For many office workers, one big impact of the pandemic will be abandoning the office and the cities they lived in.
Max, a financial professional in New York who asked not to use her last name for privacy, told BuzzFeed News that even though she was now working longer days than when she worked in an office, she did not want to return. “Being in the office sucks. Feels like you’re under a microscope. And to be honest, daily physical interaction with colleagues is overrated,” she said.
“I’m planning to buy a trailer and live in that while traveling. I’m a longtime camper/adventurer and prefer the outdoors anyway, so this idea has been percolating a while, regardless of financial pressure,” a woman who works in disaster preparedness and asked to remain anonymous told BuzzFeed News. “At least that way my expenses are lower, and I’ll have enough for a down payment if I want to buy property after living in it a few years.”
But even she is feeling crushed by anxiety.
“I do feel pretty hopeless about being able to afford children,” she said. “As a single woman, I don’t think I can afford to raise a child on my own, especially when I consider the huge unknown of possible medical expenses. I have anxiety about the possibility of medical bankruptcy from myself. I don’t know how anybody in America doesn’t have low-key anxiety about the fact that you can be financially ruined just from sheer bad luck.”

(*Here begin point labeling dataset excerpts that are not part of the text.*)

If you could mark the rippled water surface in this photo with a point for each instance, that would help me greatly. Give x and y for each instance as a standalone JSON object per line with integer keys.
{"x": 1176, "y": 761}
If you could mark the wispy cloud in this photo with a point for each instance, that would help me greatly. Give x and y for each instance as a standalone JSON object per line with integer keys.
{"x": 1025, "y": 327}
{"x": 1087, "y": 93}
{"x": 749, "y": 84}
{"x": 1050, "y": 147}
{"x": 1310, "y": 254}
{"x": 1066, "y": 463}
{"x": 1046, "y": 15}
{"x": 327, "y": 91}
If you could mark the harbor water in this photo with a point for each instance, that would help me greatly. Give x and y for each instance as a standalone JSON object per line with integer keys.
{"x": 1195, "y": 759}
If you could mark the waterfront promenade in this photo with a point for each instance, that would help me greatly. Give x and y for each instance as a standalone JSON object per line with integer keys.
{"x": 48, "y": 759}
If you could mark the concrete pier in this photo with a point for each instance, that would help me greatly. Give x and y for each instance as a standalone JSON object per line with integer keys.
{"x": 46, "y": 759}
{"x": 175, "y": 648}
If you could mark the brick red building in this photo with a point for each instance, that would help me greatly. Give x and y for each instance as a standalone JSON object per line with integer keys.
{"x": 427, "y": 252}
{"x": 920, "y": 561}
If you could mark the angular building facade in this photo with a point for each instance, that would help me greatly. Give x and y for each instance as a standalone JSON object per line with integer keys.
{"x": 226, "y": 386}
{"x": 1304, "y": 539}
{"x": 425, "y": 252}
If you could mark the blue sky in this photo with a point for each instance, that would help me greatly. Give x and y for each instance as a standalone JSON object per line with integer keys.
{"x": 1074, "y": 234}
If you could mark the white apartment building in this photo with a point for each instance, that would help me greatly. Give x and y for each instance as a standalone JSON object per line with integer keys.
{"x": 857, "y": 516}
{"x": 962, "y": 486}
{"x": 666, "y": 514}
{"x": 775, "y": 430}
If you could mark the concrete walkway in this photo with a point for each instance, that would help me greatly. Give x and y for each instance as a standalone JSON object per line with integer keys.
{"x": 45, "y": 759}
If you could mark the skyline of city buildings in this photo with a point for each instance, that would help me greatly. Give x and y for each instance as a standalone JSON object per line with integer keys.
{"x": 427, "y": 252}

For the last week or so, I’ve been in a back and forth with a kind, lovely recruiter about a possible direct-hire placement. It’s flattering to be found and reached out to by recruiters. However, I want full-time remote work, and this recruiter is telling me remote work is “up in the air” after September. …..yeah, OK - don’t bullshit a bullshitter. I don’t buy a major company saying, “Welp, we’re not sure LOL!” Everyone is sure - no one wants to confirm that it won’t be remote because they don’t want to lose candidates. I have been forthright in my communications b/c I have literally nothing to lose, moreover a recruiter’s commission depends on my being hired, and have said to this kind recruiter [paraphrasing] “we are all adults, and this decision can be made about this position right now. If X job is not or will not be remote full time, I’m not interested, and best for all to remove myself from consideration.”
This article has more to it than remote work or not, but that section I put as this post’s title, above, stood out to me. In-office work is overrated. I’ve been lucky to make some friends out of my work colleagues, but I try to avoid being too friendly at work. It’s burned me in the past and I’m hell bent on doing what it is I want to do in this life.